Mas livrando-se dos desmandos matrimoniais e embarcando na aventura do ativismo planfetário, o que será mesmo que ela esperava encontrar de positivo? Qual o encanto de uma pregação ideológica que não surtia efeito e que hoje, vista friamente, estava mais para um repeteco quixotesco do que para um balbucio válido no contexto dos projetos revolucionários internacionais, que todavia não dispensavam aderências mesmo reconhecendo a inocuidade da movimentação brasileira? Havia sim e ainda há e sempre haverá o campo da necessidade de uma luta revolucionária para defenestrar a letargia e erigir o dinamismo. Mas tal luta teria cabimento num país despolitizado? A liderança desatenta não teria previsto que todo esforço resultaria em perseguições, cadeias, aniquilamentos? Não existiam as boas cabeças pensantes na orientação e liderança? A ideologia política precisa ser repensada, precisa talvez aprender, com o cristianismo mais cristalino, que a única revolução humana que pode dar certo é a que não almeja nenhum domínio a ferro e fogo, mas aquele que busca apenas arrancar do coração humano a ganância, a impiedade, a violência. Nada de raeencarnações de mortandades e burocracias russas, nada de máfias que se alternam nas chamadas posições ideológicas de direita, de centro e de esquerda. Nada de nós, o povo, continuar pagando para sofrer.

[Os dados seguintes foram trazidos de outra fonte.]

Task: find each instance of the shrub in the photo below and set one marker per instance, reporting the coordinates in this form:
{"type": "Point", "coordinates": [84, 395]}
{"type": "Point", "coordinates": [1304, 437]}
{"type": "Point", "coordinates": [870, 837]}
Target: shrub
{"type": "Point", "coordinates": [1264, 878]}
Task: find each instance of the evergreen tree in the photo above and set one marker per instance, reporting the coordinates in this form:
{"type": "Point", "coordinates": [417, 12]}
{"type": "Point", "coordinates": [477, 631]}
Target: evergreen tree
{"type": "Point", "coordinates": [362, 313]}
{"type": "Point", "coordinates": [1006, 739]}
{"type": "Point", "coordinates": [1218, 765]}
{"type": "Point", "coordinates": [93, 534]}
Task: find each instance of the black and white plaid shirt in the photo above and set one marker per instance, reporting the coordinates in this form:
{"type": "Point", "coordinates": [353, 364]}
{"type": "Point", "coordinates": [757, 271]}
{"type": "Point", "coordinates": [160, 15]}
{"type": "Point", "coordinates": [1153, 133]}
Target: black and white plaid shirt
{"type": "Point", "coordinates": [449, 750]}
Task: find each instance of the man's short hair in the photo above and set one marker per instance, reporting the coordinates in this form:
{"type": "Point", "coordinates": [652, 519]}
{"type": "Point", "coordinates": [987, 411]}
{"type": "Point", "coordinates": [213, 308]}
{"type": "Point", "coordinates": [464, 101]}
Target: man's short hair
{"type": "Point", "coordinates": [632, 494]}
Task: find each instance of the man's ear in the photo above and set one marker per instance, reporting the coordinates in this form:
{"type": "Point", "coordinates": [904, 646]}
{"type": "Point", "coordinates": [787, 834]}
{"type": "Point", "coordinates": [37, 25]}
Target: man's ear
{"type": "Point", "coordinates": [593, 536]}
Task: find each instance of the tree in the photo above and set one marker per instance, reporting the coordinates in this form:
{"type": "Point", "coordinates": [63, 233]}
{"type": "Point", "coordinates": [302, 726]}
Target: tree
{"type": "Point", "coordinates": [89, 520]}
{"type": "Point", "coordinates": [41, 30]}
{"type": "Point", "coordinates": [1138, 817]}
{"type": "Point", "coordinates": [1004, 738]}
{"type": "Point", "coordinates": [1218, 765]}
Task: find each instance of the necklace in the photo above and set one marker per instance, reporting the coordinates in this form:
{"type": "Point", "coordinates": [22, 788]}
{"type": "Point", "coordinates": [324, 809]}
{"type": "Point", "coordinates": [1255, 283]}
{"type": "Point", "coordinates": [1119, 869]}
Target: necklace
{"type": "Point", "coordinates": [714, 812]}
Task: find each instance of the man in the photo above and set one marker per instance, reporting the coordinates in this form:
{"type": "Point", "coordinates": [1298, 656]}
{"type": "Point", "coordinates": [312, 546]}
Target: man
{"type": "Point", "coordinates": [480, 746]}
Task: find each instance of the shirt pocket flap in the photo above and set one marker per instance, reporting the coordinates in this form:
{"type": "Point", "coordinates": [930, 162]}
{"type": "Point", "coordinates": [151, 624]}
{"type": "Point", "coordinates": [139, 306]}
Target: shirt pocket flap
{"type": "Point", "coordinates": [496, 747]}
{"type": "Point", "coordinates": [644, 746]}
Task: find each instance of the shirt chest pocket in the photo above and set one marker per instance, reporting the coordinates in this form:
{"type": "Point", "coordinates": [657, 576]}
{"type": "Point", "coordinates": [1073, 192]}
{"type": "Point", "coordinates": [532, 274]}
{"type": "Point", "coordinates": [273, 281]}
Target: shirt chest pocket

Ela diz e repete que com as prisões e a obrigatória separação do filho, sua vida pessoal desapareceu. Ela que era uma pessoa doce e até ainda impúbere,tão delgada e feminina. Por que foi tão brutalmente desviada de uma possível felicidade? Ela que podia ter se devotado mais amplamente à literatura,seu primeiro amor, sua primeira vocação, e ter escrito romances e poemas alongados e expressivos – e hoje ninguém estaria chorando por ela, mas sorrindo. Mesmo chorando, no entanto, aplaudimos sua pessoa, não seu sacrifício. “Sua obra maior é a própria vida, pautada pela busca do novo e pelo combate às injustiças” – é o que está escrito numa das orelhas do livro.